5570587919_1bb635406c_bGovernor Kitzhaber’s apparent reversal of his decision to resign (as reported by the Willamette Week) doesn’t mean he won’t resign. It means he listened to wise counsel of his lawyer.

I suspect the Governor had simply had it with the accusations and stress on himself and his family. He likely feels he has done nothing that merits resignation, and that a unilateral resignation without agreements on limitation of civil or criminal liability would prove to everyone that he has nothing to fear from a full investigation. I further suspect that he felt that pre negotiating his departure under terms that would largely wrap up or cap further investigation would be seen by some as an admission of guilt.

Thus the decision to unilaterally resign.

His attorney likely advised his that actual guilt is not the only issue. That without an agreement to limit or terminate investigations, he would face months of investigation anyway. It would cost him hundreds of thousands of dollars in attorney fees. And frankly, even if the Governor has no criminal culpability, there’s no guarantee that a prosecutor wouldn’t see this as a ticket to higher office, or simply a way to cover their own rear, and present a stilted view of what happened to a grand jury, where he and Ms. Hayes would have no right to defend themselves.

If I were his attorney, I’d have advised that it would be easier and less expensive to fight such an investigation as the Governor, and easier to raise money for a defense fund. Governors still have power to influence and lead and even when crippled, are powerful people. Ex Governors have no power and far fewer friends willing to step up and help financially. I’d furher advise him that refusing to resign now didn’t mean he couldn’t change his mind later. After some negotiation on terms.

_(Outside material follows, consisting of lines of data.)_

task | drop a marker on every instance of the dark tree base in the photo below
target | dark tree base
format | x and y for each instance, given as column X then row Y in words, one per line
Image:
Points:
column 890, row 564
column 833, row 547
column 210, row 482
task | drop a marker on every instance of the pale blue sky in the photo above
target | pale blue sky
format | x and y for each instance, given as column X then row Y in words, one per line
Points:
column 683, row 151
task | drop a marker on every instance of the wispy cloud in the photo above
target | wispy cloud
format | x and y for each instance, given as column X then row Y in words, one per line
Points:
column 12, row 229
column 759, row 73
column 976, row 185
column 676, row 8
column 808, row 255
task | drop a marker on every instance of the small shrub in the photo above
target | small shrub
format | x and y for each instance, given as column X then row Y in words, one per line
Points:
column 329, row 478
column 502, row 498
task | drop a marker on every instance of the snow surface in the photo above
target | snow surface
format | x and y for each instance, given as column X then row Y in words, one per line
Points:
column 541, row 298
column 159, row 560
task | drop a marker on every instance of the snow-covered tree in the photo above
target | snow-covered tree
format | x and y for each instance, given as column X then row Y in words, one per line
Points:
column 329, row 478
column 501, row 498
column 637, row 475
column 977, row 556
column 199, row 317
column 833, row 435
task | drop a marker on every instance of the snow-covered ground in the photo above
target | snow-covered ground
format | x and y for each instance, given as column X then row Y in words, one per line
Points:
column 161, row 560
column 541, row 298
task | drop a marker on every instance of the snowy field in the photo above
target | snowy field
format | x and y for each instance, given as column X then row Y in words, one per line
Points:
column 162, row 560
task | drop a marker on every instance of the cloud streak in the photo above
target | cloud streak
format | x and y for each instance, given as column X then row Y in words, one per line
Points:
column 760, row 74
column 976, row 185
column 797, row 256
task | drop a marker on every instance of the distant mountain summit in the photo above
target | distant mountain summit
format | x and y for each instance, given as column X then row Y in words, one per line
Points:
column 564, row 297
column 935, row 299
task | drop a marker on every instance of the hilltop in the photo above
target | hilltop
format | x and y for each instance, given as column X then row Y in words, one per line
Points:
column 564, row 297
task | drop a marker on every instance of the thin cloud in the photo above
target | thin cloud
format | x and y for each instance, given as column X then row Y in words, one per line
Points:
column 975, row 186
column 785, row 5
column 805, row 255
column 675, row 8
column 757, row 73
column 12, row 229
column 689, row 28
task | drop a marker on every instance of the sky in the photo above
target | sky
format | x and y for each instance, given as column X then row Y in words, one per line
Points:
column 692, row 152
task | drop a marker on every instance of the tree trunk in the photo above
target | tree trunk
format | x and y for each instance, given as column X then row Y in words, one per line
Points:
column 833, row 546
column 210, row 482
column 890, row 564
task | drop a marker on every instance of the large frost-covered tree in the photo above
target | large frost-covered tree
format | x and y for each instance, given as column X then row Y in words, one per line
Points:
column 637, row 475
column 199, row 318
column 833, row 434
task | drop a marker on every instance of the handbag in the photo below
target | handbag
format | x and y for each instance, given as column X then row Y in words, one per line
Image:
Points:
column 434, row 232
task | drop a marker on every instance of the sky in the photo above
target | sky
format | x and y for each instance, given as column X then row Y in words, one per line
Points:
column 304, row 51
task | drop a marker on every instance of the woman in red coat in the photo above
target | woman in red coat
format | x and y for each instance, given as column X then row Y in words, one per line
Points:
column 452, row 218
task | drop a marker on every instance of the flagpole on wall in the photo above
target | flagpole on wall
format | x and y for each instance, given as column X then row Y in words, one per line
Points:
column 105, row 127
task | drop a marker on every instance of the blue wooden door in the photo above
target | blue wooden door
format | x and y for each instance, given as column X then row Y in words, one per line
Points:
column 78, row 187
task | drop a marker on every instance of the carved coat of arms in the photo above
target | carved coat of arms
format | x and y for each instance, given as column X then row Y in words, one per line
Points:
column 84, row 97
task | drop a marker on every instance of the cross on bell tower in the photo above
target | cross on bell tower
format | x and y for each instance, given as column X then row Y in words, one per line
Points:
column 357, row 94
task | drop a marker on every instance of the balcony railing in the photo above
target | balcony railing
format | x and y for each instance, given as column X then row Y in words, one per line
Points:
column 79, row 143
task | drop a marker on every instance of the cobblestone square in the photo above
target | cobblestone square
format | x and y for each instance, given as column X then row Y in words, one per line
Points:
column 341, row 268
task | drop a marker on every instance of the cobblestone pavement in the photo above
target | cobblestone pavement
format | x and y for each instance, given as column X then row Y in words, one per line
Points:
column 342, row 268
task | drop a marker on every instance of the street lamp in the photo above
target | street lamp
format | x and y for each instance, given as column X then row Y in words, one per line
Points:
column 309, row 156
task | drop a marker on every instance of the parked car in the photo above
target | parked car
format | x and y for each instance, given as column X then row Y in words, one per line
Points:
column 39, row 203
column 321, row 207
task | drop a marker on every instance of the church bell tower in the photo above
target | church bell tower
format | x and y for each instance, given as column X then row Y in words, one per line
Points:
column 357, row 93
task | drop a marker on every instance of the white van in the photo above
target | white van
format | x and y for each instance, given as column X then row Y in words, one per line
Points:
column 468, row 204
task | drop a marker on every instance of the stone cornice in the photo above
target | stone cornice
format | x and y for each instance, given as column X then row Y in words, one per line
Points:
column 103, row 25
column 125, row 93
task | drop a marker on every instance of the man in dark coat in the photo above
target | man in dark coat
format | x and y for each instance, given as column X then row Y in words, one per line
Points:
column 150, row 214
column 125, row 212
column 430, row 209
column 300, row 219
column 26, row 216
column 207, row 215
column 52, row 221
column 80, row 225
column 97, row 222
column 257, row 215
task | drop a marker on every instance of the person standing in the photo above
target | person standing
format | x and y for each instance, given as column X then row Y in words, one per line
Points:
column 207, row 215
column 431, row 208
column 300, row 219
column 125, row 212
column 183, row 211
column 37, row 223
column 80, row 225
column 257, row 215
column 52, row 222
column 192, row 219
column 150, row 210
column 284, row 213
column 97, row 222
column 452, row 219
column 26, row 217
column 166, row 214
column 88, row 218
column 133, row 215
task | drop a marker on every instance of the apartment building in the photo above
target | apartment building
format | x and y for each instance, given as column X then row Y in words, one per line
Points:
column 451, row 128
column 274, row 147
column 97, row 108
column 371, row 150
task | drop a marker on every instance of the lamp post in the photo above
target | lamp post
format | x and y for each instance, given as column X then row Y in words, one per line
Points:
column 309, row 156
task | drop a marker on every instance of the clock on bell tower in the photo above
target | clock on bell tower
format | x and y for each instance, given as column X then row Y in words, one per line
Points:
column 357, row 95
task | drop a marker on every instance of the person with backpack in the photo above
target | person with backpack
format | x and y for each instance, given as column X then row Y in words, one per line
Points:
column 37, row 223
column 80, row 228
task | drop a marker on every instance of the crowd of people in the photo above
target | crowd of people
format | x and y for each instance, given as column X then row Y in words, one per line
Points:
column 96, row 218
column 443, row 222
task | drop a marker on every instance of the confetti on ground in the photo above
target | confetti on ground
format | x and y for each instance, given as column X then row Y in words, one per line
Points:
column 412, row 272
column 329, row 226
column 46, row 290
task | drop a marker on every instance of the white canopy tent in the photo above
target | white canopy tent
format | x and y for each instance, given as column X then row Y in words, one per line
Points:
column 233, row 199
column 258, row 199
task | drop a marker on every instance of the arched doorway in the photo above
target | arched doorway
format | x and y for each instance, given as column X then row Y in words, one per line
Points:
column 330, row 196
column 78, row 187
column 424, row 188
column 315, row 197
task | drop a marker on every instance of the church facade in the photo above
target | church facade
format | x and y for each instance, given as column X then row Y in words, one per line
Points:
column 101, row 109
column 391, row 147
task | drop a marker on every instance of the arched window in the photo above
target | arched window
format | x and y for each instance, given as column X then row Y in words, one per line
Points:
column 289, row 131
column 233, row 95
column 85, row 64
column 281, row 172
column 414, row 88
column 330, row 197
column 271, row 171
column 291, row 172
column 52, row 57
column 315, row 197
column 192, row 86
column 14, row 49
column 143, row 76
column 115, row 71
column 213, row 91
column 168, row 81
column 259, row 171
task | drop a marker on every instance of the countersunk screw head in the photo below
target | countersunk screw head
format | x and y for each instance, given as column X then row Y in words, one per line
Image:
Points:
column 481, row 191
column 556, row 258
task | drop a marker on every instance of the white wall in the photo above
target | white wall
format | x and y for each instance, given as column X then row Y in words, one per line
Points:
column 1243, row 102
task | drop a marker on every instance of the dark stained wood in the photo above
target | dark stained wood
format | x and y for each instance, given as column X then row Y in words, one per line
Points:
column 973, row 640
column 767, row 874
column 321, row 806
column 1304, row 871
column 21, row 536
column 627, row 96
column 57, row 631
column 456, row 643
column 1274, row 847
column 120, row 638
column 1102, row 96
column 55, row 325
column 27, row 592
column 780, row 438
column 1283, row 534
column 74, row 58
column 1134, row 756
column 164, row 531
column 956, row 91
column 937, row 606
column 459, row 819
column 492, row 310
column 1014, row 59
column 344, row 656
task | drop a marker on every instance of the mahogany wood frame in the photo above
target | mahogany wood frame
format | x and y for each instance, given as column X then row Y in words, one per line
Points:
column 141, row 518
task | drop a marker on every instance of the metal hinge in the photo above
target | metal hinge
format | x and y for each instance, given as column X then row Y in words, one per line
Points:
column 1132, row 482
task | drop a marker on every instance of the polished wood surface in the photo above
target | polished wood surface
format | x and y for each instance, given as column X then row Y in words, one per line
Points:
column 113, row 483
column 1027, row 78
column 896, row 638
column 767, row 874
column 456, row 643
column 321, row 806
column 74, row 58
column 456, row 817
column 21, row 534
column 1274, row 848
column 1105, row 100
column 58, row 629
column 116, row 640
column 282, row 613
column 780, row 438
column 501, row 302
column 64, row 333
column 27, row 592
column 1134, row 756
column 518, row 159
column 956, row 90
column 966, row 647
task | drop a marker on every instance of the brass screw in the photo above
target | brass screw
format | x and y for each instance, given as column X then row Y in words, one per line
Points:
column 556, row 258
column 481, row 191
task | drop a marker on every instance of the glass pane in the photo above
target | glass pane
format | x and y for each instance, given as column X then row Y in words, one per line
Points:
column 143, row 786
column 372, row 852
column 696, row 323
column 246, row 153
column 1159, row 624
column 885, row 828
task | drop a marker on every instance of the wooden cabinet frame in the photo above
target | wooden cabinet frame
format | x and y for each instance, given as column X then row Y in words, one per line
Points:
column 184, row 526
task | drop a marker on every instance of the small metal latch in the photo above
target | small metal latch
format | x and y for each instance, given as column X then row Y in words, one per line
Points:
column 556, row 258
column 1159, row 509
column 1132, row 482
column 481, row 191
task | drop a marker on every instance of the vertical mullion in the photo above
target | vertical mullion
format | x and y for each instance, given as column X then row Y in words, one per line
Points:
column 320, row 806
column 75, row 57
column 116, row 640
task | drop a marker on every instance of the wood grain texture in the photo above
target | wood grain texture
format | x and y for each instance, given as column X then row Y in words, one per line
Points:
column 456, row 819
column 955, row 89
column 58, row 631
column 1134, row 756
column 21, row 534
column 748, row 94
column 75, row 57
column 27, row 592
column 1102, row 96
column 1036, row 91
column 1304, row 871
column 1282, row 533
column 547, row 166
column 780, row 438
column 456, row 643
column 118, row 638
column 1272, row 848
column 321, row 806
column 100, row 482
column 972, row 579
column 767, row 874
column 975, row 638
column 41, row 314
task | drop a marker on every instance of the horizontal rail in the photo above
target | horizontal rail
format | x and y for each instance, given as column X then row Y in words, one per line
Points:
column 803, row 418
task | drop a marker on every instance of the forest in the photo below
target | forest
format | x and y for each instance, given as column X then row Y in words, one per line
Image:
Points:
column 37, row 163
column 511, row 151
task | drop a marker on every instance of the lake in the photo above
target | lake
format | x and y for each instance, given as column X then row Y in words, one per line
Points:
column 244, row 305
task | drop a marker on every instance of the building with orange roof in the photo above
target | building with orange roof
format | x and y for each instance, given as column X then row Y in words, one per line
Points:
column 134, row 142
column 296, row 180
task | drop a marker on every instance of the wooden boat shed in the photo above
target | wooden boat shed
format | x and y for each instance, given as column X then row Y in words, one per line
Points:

And of course the wild card here is this. While the Governor may have done nothing more than unwisely capitulated to the will of Ms. Hayes, he may not have known of the worst, possibly criminal, acts she engaged in. So while the Governors worst case scenario may be ethical violations, violations that as a former Governor he may care little about, Ms. Hayes may face criminal charges. She has very little leverage to negotiate a mitigation  those accusations and charges once the Governor resigns.

This is an ongoing process. The Governor has shown the desire to be rid of the mess he helped create by resigning. But he is wise to engage in a process that caps his exposure in penalties and costs. And frankly, it’s probably best for the State if the powers that be go along with some form of finalization of this process as well that mitigates penalties on the Governor and Ms. Hayes. His departure from office under the current condition is a significant penalty for the Governor, and continued investigation is costly and diverts our attention from more important issues.

If Oregonians can applaud the return of Rasheed Wallace to Portland, we should be able to allow Governor Kitzhaber, who has some significant achievements during his decades in public service, to transition to private life with a modicum of respect.